Au contraire, quand il est en proie à ces tempêtes émotionnelles, et qu’on le laisse seul, il va sécréter trop de cortisol, qui est très délétère pour le développement de son cerveau. Bien sûr l’apaiser ne veut pas dire céder. Si l’enfant fait une crise parce qu’il veut des bonbons, ou il veut ceci ou cela, et que l’adulte considère que ce n’est pas justifié : on ne va pas céder, mais on va apaiser sa tempête émotionnelle. Donc l’attitude à adopter est tout à fait contre-intuitive, parce que depuis toujours, face à un enfant qui a une tempête émotionnelle, je vois tous les parents – en croyant bien faire – qui se mettent en colère, s’énervent et lui disent très souvent en criant « Ce n’est pas bien ! Tu n’es pas gentil ! Tu es méchante ! Tu es infernale ». Et il faut vraiment que les adultes et les professionnels cessent de dire des phrases de ce type, et arrêtent ensuite de punir plus ou moins violemment l’enfant.

Quand l’enfant est en détresse, il a un immense besoin d’être sécurisé
Je vais maintenant répondre à votre question : ces humiliations et l’isolement d’un enfant fait partie de la maltraitance émotionnelle.
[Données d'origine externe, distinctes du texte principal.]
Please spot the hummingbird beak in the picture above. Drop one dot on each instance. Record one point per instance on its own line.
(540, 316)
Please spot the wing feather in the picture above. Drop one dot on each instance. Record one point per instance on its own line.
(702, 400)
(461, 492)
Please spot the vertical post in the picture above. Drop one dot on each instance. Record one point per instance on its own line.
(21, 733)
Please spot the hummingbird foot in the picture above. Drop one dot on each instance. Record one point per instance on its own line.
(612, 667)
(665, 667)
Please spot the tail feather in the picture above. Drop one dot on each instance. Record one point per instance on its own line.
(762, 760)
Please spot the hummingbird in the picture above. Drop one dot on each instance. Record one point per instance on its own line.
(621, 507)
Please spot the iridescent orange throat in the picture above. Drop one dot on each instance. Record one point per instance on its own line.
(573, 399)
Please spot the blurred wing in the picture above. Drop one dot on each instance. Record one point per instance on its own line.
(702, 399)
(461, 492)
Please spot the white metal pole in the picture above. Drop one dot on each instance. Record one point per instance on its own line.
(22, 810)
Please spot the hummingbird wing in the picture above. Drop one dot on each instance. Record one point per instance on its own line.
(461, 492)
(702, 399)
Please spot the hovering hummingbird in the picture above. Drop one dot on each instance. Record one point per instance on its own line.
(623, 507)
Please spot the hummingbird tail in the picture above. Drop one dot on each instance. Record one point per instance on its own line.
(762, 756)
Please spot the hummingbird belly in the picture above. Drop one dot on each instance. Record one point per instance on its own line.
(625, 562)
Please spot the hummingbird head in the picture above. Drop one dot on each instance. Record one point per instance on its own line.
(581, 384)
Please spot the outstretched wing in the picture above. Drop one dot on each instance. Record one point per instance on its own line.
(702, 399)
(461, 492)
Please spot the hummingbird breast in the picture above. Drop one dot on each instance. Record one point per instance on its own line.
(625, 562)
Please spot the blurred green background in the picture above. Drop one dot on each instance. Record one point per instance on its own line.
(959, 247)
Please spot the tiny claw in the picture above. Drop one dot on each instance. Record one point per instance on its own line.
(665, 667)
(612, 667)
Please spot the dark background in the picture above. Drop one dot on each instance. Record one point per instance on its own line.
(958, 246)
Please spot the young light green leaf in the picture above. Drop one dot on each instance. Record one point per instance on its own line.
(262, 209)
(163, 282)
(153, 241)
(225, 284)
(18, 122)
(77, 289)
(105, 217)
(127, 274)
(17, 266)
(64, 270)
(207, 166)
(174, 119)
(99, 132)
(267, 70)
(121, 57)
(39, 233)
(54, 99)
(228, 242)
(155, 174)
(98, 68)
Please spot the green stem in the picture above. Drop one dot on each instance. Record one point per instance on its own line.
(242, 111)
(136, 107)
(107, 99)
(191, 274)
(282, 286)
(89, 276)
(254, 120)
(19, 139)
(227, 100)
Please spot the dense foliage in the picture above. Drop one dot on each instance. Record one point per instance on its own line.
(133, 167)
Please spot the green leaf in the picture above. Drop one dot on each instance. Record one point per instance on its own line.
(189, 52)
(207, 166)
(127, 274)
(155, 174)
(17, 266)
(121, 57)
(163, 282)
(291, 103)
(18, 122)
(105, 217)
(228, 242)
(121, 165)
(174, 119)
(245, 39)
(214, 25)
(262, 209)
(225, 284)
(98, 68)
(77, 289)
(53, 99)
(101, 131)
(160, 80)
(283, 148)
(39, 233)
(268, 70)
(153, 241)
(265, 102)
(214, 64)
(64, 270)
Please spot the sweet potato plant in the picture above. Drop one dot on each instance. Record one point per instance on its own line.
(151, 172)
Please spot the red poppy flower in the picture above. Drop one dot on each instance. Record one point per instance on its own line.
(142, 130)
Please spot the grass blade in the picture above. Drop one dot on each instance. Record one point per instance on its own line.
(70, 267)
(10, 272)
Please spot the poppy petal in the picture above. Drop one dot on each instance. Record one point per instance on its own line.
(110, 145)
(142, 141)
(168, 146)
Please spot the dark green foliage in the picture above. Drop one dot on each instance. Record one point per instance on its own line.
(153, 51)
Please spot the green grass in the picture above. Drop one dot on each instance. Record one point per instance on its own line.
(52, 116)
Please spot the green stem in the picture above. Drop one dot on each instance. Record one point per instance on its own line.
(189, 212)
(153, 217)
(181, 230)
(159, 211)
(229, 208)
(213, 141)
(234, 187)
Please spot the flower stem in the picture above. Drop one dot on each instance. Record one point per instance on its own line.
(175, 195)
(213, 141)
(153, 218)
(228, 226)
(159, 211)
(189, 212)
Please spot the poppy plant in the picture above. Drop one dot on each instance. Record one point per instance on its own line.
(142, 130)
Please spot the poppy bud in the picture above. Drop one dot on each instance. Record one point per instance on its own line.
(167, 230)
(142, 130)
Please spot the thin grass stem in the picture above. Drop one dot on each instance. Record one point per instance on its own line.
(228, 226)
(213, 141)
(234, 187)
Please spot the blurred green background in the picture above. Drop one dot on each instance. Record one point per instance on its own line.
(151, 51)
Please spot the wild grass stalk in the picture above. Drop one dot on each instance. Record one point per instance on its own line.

C’est également ce qui est fait mention dans la Convention Internationale des Droits de l’Enfant (CIDE) . Toutes ces humiliations, quand elles sont fréquentes, intenses, quotidiennes, abîment profondément le cerveau et peuvent entraîner de très nombreux troubles du comportement : de l’agressivité, la dépression (même s’il s’agit d’enfants), de l’anxiété, puis plus tard, de la délinquance, des addictions aux drogues, à l’alcool, des tentatives de suicide, etc… La plupart des études viennent de Harvard, et elles sont extrêmement bien documentées. Donc on sait exactement ce que cela fait au niveau de quelle partie du cerveau. Cela étant dit, il n’est évidemment pas question d’être laxiste. Non, l’adulte doit donner des repères, il doit donner un cadre, mais il doit le faire avec empathie. Cela veut dire qu’il comprend les émotions et les besoins de leur enfant. Et quand ils voient que l’enfant n’a pas un comportement adéquat. Il lui exprime son désaccord, bien entendu, sans faire de grands discours. Car je pense que vous le savez, les petits n’écoutent pas les grands discours, et les adolescents non plus. Et toujours, il faut redonner confiance à l’enfant. Donc on dit « Non, ça ne me convient pas, je ne suis pas d’accord quand je t’entends dire ceci, quand je te vois faire ça. Mais en grandissant tu vas apprendre à faire autrement et tu peux faire autrement. » mais l’adulte ne va pas critiquer l’enfant. Il ne va pas lui faire des reproches en disant « T’es pas gentille, ce n’est pas bien ». Et c’est ce genre de phrases que j’entendais quotidiennement dans mon bureau de consultations. « Tu es égoïste, paresseux, etc… ». Parce que ces paroles-là, vont dévaloriser l’enfant qui va perdre confiance en lui, et il ne va pas progresser. Donc l’enfant a un immense besoin d’être sécurisé, rassuré quand il est en détresse car il est extrêmement fragile, immature et dépendant de l’attitude des adultes.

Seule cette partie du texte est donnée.